A recent fMRI study – delineating the “bottleneck” of time-compressed speech processing – found higher stages of language processing associated with “buffer regions” within left ventrolateral frontal cortex/anterior insula, precentral gyrus and mesio-frontal areas to represent the limiting factor of spoken language comprehension . Our data suggest that the visual cortex must also be considered an essential prerequisite to enhanced speech encoding at high syllable rates. Altogether, sighted subjects appear unable – or at least not to “attempt” – to recruit the central-visual system in order to speed up comprehension of spoken language. Occipital cortex, indeed, responds to auditory stimulation, given the negative values of percent signal change, but appears rather to be “actively suppressed” during attempts to understand ultra-fast speech. Against this background, the bottleneck within the frontal language network referred to should represent the upper limit of spoken language understanding.

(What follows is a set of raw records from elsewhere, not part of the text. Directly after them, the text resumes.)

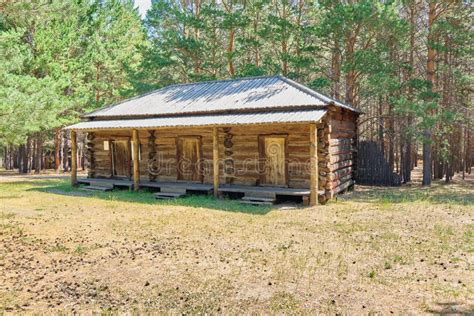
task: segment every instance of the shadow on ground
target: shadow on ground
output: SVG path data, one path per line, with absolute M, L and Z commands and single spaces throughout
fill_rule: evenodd
M 156 200 L 153 192 L 141 189 L 139 192 L 130 192 L 128 189 L 114 189 L 108 192 L 89 192 L 81 188 L 73 188 L 67 180 L 55 179 L 44 181 L 20 181 L 4 184 L 13 186 L 27 186 L 26 191 L 46 192 L 51 194 L 72 197 L 91 197 L 108 201 L 133 202 L 153 205 L 177 205 L 196 208 L 208 208 L 228 212 L 241 212 L 255 215 L 265 215 L 272 210 L 271 206 L 255 206 L 242 204 L 237 200 L 215 199 L 207 195 L 188 195 L 179 199 Z
M 466 309 L 456 302 L 436 303 L 436 307 L 427 312 L 435 315 L 474 315 L 473 308 Z

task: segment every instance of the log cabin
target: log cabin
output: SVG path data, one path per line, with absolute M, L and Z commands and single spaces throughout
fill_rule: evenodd
M 73 157 L 77 133 L 87 133 L 88 176 L 77 178 L 72 159 L 71 181 L 316 205 L 354 185 L 359 114 L 282 76 L 175 84 L 67 127 Z

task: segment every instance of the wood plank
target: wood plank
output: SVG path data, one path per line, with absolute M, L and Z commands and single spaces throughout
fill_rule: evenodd
M 310 125 L 310 156 L 311 156 L 311 175 L 310 175 L 310 195 L 309 205 L 314 206 L 318 204 L 318 129 L 316 124 Z

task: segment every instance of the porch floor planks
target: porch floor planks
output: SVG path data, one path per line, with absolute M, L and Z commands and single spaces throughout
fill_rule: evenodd
M 104 179 L 104 178 L 79 178 L 79 183 L 89 184 L 91 182 L 103 182 L 112 183 L 114 186 L 133 186 L 133 181 L 121 180 L 121 179 Z M 192 190 L 192 191 L 208 191 L 212 192 L 213 185 L 206 183 L 193 183 L 193 182 L 173 182 L 173 181 L 140 181 L 140 187 L 148 188 L 161 188 L 161 187 L 175 187 L 180 189 Z M 295 189 L 295 188 L 282 188 L 282 187 L 259 187 L 251 185 L 238 185 L 238 184 L 221 184 L 219 186 L 219 192 L 236 192 L 236 193 L 273 193 L 275 195 L 293 195 L 293 196 L 309 196 L 309 189 Z M 319 195 L 324 195 L 323 190 L 318 191 Z
M 295 195 L 295 196 L 307 196 L 310 194 L 309 189 L 294 189 L 294 188 L 281 188 L 281 187 L 258 187 L 251 185 L 238 185 L 238 184 L 223 184 L 219 186 L 220 192 L 256 192 L 256 193 L 274 193 L 276 195 Z M 319 195 L 324 195 L 324 191 L 318 191 Z

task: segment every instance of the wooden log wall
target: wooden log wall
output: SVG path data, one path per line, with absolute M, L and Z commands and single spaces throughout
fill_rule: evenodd
M 111 177 L 111 146 L 104 150 L 104 141 L 131 137 L 130 131 L 95 132 L 94 170 L 96 177 Z M 259 183 L 258 135 L 288 135 L 288 186 L 309 188 L 309 125 L 239 126 L 219 128 L 219 182 L 243 185 Z M 150 131 L 140 130 L 140 178 L 154 181 L 176 181 L 176 138 L 179 136 L 202 137 L 203 182 L 213 183 L 212 128 L 159 129 L 151 137 Z M 154 139 L 153 139 L 154 138 Z M 152 148 L 154 144 L 154 148 Z M 150 157 L 153 150 L 157 157 L 150 177 Z M 320 181 L 324 177 L 320 177 Z M 320 186 L 320 188 L 322 188 Z
M 331 108 L 318 125 L 319 190 L 331 198 L 354 183 L 353 152 L 356 138 L 356 116 Z M 259 135 L 287 135 L 288 186 L 310 186 L 310 127 L 301 125 L 255 125 L 219 128 L 219 182 L 259 185 Z M 213 129 L 181 128 L 140 130 L 140 178 L 151 181 L 176 181 L 176 139 L 179 136 L 201 136 L 203 182 L 213 183 Z M 95 177 L 111 176 L 111 146 L 104 150 L 104 141 L 131 137 L 130 131 L 95 132 L 90 140 L 93 148 Z M 154 157 L 156 159 L 154 159 Z M 153 162 L 151 163 L 151 161 Z M 151 172 L 150 168 L 153 169 Z

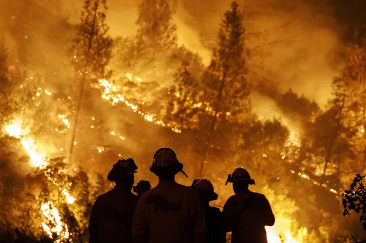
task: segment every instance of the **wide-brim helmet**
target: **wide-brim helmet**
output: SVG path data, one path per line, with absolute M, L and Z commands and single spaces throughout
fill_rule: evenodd
M 219 197 L 214 191 L 214 186 L 211 182 L 206 179 L 202 179 L 197 181 L 194 189 L 198 192 L 201 200 L 214 201 L 217 200 Z
M 107 177 L 110 181 L 117 181 L 124 177 L 137 173 L 137 166 L 133 159 L 120 159 L 113 165 L 113 167 Z
M 233 182 L 236 181 L 244 181 L 249 185 L 255 184 L 254 180 L 250 177 L 248 171 L 241 167 L 235 169 L 232 174 L 228 175 L 227 180 L 225 184 L 227 185 L 228 182 Z
M 150 171 L 158 176 L 162 173 L 175 174 L 181 172 L 188 177 L 183 171 L 183 164 L 178 160 L 175 153 L 168 148 L 162 148 L 156 151 Z
M 134 192 L 138 192 L 139 191 L 147 191 L 151 189 L 151 185 L 150 182 L 147 180 L 141 180 L 137 182 L 136 186 L 133 187 Z

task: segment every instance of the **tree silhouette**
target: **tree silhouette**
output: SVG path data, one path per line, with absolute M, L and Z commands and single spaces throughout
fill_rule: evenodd
M 105 23 L 107 9 L 106 0 L 85 0 L 78 33 L 70 50 L 75 78 L 80 86 L 70 146 L 70 160 L 85 89 L 89 87 L 86 84 L 108 77 L 106 66 L 111 58 L 112 40 L 108 35 L 109 28 Z
M 249 94 L 245 75 L 244 30 L 242 16 L 236 2 L 231 4 L 219 31 L 218 47 L 214 50 L 210 66 L 203 76 L 207 87 L 207 98 L 213 107 L 213 117 L 208 124 L 208 138 L 199 169 L 201 175 L 208 156 L 212 133 L 214 132 L 219 114 L 220 119 L 233 117 L 247 110 Z

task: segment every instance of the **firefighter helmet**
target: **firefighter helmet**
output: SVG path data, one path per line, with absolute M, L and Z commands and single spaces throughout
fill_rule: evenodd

Blind subjects might be able to circumvent these constraints, based upon the recruitment of an additional timing mechanism bound to interactions between pulvinar, auditory/visual cortex, and SMA.
Limitations of the study
The present study did not find onset of vision loss to pose major constraints upon ultra-fast speech perception capabilities. However, larger well-documented subject groups are required to further corroborate these findings and to identify other clinical factors, such as disease duration, with an eventual impact upon the recruitment of central-visual structures during auditory language comprehension. Furthermore, intra-individual long-term studies are needed to track the time-course of the cerebral reorganization processes associated with the acquisition of ultra-fast speech perception skills and to determine in how far vision loss represents a necessary pre-condition for this capacity. In order to further delineate any differential task-dependent cross-modal reorganization patterns in subjects with early and late vision loss, a larger sample of early-blind individuals has to be recruited.